Monty Hall Generalized (in R)


The Monty Hall problem is a classic problem in game theory. It's based on the game show Let's Make a Deal hosted by Monty Hall, and goes like this:

Suppose you're on a game show, and you're given the choice of three doors: Behind one door is a car; behind the others, goats. You pick a door, say No. 1, and the host, who knows what's behind the doors, opens another door, say No. 3, which has a goat. He then says to you, "Do you want to pick door No. 2?" Is it to your advantage to switch your choice?

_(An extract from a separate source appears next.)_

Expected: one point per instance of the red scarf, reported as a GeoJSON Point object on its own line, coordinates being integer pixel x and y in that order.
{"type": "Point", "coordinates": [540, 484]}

The problem as quoted above was posed by statistician Steve Selvin in 1975. With a few steps of reasoning, we can see that the strategy of always switching your choice dominates the strategy of always staying with your initial pick. If you always switch, you have twice the chance of winning the car.

What if we didn't want to limit ourselves to 2 "bad" doors and 1 "good" door? We could generalize the game to have \(k\) total doors, \(a\) doors revealed after the initial pick, and \(h\) "good" doors.

Here's an implementation in R (available as a gist). Simulating two instances of the game for 10,000 runs, we see that always switching handily beats always staying.

# Simulation of general Monty Hall game

# R has unpredictable sampling from singletons.
# So we need conditional statements for edge cases:
#   only one possible door to reveal
#   only one possible door to switch to

# Parameters:
#   k: total number of doors
#   a: number of doors revealed
#   h: number of doors with prize
game = function(switch, k, a, h)
{
  doors = sample(c(rep('prize', h), rep('goat', k - h)), k)
  pick = sample(1:k, 1)
  remaining = setdiff(1:k, pick)
  goats = intersect(remaining, which(doors == 'goat'))
  
  if (length(goats) == 1) {
    revealed = goats
  } else {
    revealed = sample(goats, a)
  }

  hidden = setdiff(remaining, revealed)
  
  if (switch){
    if (length(hidden) == 1) {
      pick = hidden
    } else{
      pick = sample(hidden, 1)
    }
  }
  
  doors[pick] == 'prize'
}

# Conventional game with 3 doors, 1 being revealed and 1 having a prize
stay = sapply(1:10000, FUN=function(i) game(F, 3, 1, 1))
switch = sapply(1:10000, FUN=function(i) game(T, 3, 1, 1))
print(c(mean(stay), mean(switch)))
# 0.33 0.67

stay = sapply(1:10000, FUN=function(i) game(F, 10, 5, 2))
switch = sapply(1:10000, FUN=function(i) game(T, 10, 5, 2))
print(c(mean(stay), mean(switch)))
# 0.2 0.45
		

In the generalized setting, we view the standard game as having parameters \(k=3,a=1,h=1\).

Always switching is the dominant strategy even in the generalized setting, assuming that the doors are revealed in a truly random manner. We can prove this analytically.

First, we consider the probability of winning when always switching. If the initial pick is "good", which has probability \(\frac{h}{k}\), then there are \(k-a-1\) remaining doors out of which \(h-1\) are "good". If the initial pick is "bad", then \(h\) of the remaining doors are "good". So, the probability of winning when always switching is $$\frac{h}{k}\times\frac{h-1}{k-a-1}+\frac{k-h}{k}\times\frac{h}{k-a-1}=\frac{h(k-1)}{k(k-a-1)}$$ This is clearly greater than \(\frac{h}{k}\), which is the probability of winning when always staying.